4. Menyerah

362 38 11
                                    

Februari, bulan cinta.
Banyak orang berkata Februari adalah bulan kasih sayang dan cinta.

Cinta.

Cinta.

Ya, sesuatu yang sangat diharapkan oleh seorang gadis yang telah menikah.
Heran? Sudah menikah tapi masih mengharapkan cinta? Benar, pernikahan yang dijalaninya selama 5 bulan lalu itu memang tanpa didasari cinta, dari suaminya.

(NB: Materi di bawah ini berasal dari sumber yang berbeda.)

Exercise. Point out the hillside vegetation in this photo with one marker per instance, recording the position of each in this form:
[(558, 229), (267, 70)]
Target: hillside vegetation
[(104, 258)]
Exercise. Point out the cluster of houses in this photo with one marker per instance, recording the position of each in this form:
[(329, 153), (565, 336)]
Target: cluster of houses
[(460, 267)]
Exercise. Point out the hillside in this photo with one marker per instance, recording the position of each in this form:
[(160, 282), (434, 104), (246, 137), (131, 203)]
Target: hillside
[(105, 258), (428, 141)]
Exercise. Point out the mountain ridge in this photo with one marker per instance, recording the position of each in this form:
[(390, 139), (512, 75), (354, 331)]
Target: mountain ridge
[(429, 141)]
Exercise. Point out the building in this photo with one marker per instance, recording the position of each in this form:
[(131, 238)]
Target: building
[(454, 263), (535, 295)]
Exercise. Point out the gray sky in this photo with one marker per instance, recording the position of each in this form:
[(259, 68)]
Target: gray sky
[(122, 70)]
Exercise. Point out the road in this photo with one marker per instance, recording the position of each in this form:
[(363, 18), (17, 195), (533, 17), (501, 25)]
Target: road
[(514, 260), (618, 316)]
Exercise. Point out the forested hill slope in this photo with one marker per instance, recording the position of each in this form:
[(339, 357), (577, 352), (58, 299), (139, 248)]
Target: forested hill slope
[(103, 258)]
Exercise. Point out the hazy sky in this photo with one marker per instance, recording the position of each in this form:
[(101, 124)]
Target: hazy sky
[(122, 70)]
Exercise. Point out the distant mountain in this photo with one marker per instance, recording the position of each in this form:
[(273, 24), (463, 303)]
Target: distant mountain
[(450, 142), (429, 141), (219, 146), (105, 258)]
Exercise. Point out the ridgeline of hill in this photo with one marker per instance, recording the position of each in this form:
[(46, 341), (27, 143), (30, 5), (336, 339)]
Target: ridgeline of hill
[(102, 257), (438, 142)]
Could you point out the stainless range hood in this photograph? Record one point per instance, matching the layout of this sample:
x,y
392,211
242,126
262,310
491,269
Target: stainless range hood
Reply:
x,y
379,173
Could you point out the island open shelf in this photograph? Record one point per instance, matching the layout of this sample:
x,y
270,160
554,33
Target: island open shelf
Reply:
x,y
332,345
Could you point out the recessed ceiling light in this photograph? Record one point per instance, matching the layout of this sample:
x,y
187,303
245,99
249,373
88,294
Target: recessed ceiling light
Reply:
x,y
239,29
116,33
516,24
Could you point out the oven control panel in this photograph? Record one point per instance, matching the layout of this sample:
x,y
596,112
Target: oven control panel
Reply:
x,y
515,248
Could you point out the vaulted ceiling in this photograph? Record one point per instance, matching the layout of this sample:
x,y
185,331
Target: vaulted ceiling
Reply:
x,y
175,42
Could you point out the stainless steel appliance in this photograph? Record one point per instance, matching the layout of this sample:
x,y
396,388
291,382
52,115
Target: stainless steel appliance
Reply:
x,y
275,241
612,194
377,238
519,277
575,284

Hinata tersenyum miris setelah apa yang baru saja ia pikirkan. Haruskah ia menyerah? Haruskah ia menyerah bahkan sebelum genap 1 tahun seperti yang ia ucapkan pada Naruto dulu? Haruskah ia mengubur harapan yang ia bisikkan saat hari ulang tahunnya? Karena sampai sekarang harapan itu belum juga terwujud.

Tes!
Tes!
Akhirnya gadis itu menangis.
Kenapa nasibnya bisa semenyedihkan ini? Tak dicintai oleh orang yang sangat ia cintai. Ia dinikahi, ditemani, diramahi, tapi tak dicintai. Kenapa Naruto bisa baik padanya tapi tidak bisa mencintainya? Kenapa suaminya masih bisa bertahan menemaninya tapi belum juga bisa mencintainya?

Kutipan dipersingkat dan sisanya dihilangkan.